Cercado pelos demais ministros de seu governo, o presidente falou por mais de 45 minutos em pronunciamento oficial, e declarou que já havia uma série de desentendimentos com Moro. Segundo o presidente, o agora ex-ministro foi cobrado por ele para que a Polícia Federal tivesse uma atuação mais dedicada na investigação do atentado que sofreu na campanha presidencial de 2018, dizendo que houve mais empenho para apurar o assassinato da ex-vereadora do Rio de Janeiro Marielle Franco, também dois anos atrás.
Bolsonaro também disse que a exoneração do comandante da Polícia Federal, Maurício Valeixo, considerada como ‘ponto final’ para a saída de Moro, já era debatida desde janeiro por iniciativa do próprio policial. Em seu pronunciamento, o presidente disse que o ex-ministro exigiu que escolhesse o novo chefe, e, sem concordância, pediu um cargo no Supremo.
“Pode trocar o Valeixo sim, mas em novembro, depois que me indicar ao STF’. Reconheço suas qualidades, se um dia chegar lá pode fazer um bom trabalho, mas não troco. É desmoralizante para um presidente ouvir isso”, disse Bolsonaro.

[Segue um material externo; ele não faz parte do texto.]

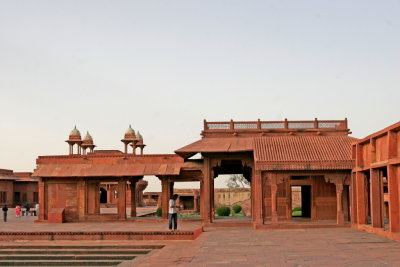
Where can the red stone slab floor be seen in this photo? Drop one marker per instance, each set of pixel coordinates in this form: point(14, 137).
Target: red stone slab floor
point(295, 247)
point(27, 224)
point(240, 246)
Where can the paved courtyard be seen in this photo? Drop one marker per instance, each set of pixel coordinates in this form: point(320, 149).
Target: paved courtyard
point(247, 247)
point(238, 246)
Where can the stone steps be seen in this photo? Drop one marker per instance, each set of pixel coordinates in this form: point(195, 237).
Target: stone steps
point(58, 263)
point(57, 255)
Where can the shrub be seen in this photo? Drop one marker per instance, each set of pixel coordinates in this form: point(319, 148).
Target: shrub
point(297, 209)
point(236, 208)
point(223, 211)
point(159, 212)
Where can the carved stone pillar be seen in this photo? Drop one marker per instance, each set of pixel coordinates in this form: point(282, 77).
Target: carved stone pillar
point(393, 187)
point(376, 199)
point(165, 196)
point(42, 215)
point(133, 197)
point(360, 198)
point(353, 197)
point(206, 208)
point(258, 197)
point(122, 199)
point(274, 199)
point(81, 199)
point(339, 204)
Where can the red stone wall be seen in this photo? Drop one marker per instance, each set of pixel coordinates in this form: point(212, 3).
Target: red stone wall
point(7, 186)
point(296, 197)
point(62, 195)
point(27, 190)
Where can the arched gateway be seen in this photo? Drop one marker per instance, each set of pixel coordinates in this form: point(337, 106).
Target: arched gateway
point(275, 156)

“Eu sempre disse aos ministros, a confiança tem que ser mão dupla. Quer que eu confie nele, quer e tem razão, mas eu também quero que confie em mim. Sempre falei para ele que não tina informações da Polícia Federal, tinha que todo dia ter um relatório do que aconteceu”, disse o presidente, que também afirmou ter pedido a um dos filhos para gravar a secretária eletrônica da portaria do condomínio em que mora no Rio de Janeiro e que cobrou da PF investigação sobre casos em que seu nome estava envolvido.
“Com todo respeito a todas as vidas no Brasil, acredito que a vida do presidente da República tem um significado. Afinal de contas, é um chefe de estado. Isso é interferir na Polícia Federal?”, disse.
O presidente afirmou que a convivência com o ex-juiz mostrou que Moro ‘não o queria no comando’ e que os ministros de seu governo ‘tem obrigação’ de estarem alinhados. “Ministro tem obrigação de estar junto comigo. Caso não, não estão no governo certo. Se ele [Moro] quisesse independência, poderia vir candidato em 2018. Agora, não posso, conviver, fica difícil a convivência, com uma pessoa que pensa bastante diferente de você”, afirmou.